In the context of an inflammatory response against the virus, variable cytokine response of the host may be responsible for the variable liver damage (Kasper et al., 2005). In our study, serum cytokine TNF-α level in patients infected with HCV was higher than healthy controls. Abbas et al. (2005) and Barry and Rafi (2001) have showed increased circulating immunoregulatory cytokines in patients with HCV liver disease. TNF-α is the principal mediator of the acute inflammatory response to infectious microbes and is responsible for many of the systemic complication of sever infections (Krams et al., 1996).

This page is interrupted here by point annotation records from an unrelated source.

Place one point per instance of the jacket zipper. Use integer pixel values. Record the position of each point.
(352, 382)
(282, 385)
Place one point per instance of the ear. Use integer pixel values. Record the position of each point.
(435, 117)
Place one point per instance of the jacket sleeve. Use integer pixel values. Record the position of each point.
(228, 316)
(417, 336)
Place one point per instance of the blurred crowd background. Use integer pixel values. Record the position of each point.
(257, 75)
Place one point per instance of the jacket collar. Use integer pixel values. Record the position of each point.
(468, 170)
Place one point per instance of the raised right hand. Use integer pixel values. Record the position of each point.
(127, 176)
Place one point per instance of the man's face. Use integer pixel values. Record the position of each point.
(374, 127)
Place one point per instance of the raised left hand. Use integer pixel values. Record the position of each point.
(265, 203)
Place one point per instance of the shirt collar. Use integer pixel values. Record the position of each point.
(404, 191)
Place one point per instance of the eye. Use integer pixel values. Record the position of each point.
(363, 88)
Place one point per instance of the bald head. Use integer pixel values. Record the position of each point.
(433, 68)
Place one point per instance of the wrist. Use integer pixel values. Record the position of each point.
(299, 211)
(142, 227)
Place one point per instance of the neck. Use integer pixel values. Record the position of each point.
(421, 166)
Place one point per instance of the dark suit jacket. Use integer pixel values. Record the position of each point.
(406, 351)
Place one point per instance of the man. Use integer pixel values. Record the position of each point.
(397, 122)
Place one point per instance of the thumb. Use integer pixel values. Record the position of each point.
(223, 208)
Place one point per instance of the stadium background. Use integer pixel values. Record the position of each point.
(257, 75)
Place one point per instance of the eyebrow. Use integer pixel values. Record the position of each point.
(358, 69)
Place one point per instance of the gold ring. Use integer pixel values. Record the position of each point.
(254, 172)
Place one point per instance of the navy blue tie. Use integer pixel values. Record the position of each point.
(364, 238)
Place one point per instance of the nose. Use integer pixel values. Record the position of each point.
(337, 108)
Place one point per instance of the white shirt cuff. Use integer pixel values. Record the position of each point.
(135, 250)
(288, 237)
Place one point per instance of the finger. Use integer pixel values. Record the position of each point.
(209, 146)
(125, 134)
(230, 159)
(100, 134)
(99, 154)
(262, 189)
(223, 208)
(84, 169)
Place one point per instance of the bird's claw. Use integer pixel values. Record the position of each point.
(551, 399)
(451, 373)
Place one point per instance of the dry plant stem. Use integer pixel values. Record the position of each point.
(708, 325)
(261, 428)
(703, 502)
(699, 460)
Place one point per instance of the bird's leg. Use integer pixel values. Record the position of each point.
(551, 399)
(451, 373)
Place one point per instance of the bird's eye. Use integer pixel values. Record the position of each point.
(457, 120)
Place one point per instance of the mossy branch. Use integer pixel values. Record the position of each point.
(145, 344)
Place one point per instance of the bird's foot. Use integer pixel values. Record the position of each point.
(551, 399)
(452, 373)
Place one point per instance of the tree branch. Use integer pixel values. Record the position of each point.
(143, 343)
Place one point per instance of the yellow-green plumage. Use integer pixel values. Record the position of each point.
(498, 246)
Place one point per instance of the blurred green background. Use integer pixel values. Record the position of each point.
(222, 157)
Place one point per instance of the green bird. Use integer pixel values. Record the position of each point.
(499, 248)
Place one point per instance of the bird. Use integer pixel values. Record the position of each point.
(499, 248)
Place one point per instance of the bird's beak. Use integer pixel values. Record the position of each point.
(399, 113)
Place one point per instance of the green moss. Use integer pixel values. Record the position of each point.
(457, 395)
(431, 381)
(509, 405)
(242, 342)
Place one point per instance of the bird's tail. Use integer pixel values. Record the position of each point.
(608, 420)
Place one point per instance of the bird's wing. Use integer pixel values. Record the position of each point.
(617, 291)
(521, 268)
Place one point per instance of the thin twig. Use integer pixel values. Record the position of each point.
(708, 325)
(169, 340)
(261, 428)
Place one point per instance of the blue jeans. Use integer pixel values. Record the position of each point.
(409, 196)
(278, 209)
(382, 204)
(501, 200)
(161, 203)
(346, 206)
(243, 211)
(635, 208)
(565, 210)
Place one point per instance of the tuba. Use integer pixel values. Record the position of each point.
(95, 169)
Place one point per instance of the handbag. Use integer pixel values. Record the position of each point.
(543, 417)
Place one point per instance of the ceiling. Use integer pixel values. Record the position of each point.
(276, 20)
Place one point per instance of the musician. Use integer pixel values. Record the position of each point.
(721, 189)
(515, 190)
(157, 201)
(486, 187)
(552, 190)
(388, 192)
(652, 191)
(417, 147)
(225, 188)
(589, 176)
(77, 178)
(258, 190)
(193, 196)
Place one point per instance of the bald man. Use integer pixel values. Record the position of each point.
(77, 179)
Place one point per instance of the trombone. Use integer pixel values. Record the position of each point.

Imaging plays a pivotal role in the work-up of patients with suspected liver infections (Mortele et al., 2004). We also assessed the role of tested and validated US findings (liver echogenicity) for prediction of the presence of hepatitis. As shown in our study, a considerable proportion of agreement was observed between liver ultrasonography results in patients with hepatitis C virus infection. All cross-sectional techniques allow highly accurate detection of hepatic infections (Mortele et al., 2004). Characteristic changes in US echogenicity can contribute to the diagnosis of specific infectious diseases, including viral hepatitis (Mortele et al., 2004). Mortele and Ros (2001) suggested at US, in acute hepatitis, the liver is often enlarged and may demonstrate a diffuse decrease in parenchymal echogenicity, which causes a relative increase in the echogenicity of the portal vein walls. Although, chronic hepatitis displays normal US findings in many cases, it can manifest with a coarsened hepatic echotexture and increased parenchymal echogenicity, causing portal vein radicals to be less conspicuous. The appearance of the liver is essentially identical to that seen with diffuse fatty change (Igel and Nelson, 1998). According to results of a study by Mathiesen et al. (2002) increased liver echogenicity at ultrasound examination reflects degree of steatosis. Results of Stransky et al. (2002) showed steatosis (fatty degeneration) in chronic HCV infection is a very frequent finding particularly in patients with serious fibrosis (42%). Our study also showed relationship between liver echogenicity and serum AST levels. According to results of study by Stransky et al. (2002) AST more than ALT levels predict the progression of liver fibrosis in chronic HCV infection. The imaging features of acute hepatitis are nonspecific and the diagnosis is usually based on serologic, virologic and clinical findings (Mortele et al., 2004).

CONCLUSION

We concluded that sonography may play an important role in the detection, characterization and management of infectious liver diseases. In certain entities, the imaging findings are characteristic and lead to a specific diagnosis. Characteristic changes in US echogenicity can contribute to the diagnosis of specific liver infections. In most instances, however, the radiologic features are less specific, but the imaging findings together with appropriate clinical information may provide the most likely diagnosis.

ACKNOWLEDGEMENT

We are grateful to all the staff of Iran Red Crescent Society Clinic in Baku, cooperated with this study.